There is a sociopathic policy of the leadership at ACC, which sees staff financially incentivised to push long-term claimants off ACC leading to many of them going on the benefit rather than getting rehabilitation. Now, we have proof that this policy came right from the top. National ministers set arbitrary targets for the number of long-term claimants to be booted.
The financial incentives worked even better than expected with the ‘quotas’ being exceeded by hundreds.
It’s clear that this is all part of National’s privatisation agenda. General manager of claims management Denise Cosgrove described this policy to a conference of Australian private insurance providers in the language of a private insurer:
“an absolute strategy … and we’re not reporting it as a public measure yet”. Its focus was now on high-cost claims because the “actuarial release”
“Actuarial release” means that, in the fully-funded model where an insurer has to have reserves adequate to cover the future costs of all its existing claims, the insurer doesn’t have to have such large reserves (it can ‘release’ them) because its got the claimants off its books.

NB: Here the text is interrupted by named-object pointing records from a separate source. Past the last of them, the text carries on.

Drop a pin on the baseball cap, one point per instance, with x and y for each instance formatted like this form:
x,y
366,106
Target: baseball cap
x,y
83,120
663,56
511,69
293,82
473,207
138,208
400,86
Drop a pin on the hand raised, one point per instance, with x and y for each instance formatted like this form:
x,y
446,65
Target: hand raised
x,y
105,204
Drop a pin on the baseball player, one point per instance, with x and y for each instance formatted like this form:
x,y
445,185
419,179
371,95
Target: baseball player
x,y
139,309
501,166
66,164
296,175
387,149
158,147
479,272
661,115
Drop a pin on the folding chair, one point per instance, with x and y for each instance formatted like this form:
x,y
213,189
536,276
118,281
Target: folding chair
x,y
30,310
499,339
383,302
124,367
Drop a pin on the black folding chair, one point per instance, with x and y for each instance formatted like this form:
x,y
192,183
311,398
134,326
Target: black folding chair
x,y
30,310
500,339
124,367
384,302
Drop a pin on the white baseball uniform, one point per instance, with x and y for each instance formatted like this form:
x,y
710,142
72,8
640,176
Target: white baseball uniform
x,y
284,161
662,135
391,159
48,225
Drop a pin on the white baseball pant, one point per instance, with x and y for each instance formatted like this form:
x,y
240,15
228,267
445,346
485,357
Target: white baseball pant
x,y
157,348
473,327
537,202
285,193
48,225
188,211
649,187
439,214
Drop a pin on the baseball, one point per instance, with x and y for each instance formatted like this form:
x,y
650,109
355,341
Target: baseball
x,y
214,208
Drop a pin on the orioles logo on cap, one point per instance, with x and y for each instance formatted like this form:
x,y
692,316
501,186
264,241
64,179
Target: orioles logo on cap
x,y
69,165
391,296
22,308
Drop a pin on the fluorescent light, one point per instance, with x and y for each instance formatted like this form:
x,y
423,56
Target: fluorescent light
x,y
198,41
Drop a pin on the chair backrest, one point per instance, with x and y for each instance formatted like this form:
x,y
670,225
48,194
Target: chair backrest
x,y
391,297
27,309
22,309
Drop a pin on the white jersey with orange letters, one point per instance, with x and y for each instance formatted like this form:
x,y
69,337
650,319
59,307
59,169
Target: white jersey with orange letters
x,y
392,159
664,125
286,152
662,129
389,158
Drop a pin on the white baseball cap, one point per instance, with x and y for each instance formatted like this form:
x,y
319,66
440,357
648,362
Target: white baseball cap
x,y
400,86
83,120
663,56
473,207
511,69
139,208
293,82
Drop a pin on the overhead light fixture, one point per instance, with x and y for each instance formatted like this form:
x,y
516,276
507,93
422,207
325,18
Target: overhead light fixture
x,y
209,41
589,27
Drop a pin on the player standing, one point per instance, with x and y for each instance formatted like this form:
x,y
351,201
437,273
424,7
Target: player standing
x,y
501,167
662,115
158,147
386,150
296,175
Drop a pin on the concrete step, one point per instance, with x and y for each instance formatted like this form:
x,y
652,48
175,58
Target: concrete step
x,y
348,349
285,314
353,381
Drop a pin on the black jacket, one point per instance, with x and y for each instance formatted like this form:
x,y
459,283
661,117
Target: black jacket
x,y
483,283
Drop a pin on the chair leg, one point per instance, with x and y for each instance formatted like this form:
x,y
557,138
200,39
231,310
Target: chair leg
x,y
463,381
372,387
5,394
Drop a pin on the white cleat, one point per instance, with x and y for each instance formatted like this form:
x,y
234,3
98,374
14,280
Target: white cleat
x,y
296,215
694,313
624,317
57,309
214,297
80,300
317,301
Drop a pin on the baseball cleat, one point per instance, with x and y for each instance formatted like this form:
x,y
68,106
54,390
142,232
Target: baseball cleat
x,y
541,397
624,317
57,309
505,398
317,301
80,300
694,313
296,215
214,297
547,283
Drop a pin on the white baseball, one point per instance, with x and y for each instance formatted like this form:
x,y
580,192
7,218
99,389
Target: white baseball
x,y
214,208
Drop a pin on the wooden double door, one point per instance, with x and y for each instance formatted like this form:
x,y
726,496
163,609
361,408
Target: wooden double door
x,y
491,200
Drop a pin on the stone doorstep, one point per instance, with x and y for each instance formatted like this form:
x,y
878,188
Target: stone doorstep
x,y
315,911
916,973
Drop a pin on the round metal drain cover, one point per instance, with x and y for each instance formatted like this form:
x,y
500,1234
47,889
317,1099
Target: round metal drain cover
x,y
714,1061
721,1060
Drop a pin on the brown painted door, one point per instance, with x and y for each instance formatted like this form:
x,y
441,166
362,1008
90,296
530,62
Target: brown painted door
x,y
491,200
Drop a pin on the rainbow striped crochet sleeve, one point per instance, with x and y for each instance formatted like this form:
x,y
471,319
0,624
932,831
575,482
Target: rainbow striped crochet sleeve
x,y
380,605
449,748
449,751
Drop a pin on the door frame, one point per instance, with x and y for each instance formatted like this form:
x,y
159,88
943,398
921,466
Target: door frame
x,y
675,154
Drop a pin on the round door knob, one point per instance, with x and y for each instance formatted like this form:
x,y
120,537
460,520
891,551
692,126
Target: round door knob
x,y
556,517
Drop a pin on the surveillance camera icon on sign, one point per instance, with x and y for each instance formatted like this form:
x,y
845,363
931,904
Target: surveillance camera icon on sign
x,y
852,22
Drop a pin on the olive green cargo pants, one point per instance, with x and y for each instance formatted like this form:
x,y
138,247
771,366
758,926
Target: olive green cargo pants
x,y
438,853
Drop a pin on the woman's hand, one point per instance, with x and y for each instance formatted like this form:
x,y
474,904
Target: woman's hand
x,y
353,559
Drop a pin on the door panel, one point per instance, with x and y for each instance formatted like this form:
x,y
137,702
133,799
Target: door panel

That’s obviously attractive in a privatisation agenda because, by getting rid of the people who have the most serious and long-term injuries that will have the largest future costs, ACC can reduce the amount of reserves it needs to hold, which means it can achieve full-funding at an earlier.
Once fully-funded, ACC is in the same financial situation as a private insurer is required to be and, so, ready for privatisation.
If, heaven forbid, National gets a third term, ACC will be one of the last big government operations that has the potential to become a large source of private profit. You can bet the Nats would sell it – and that’s why they’re denying coverage to New Zealanders with costly injuries.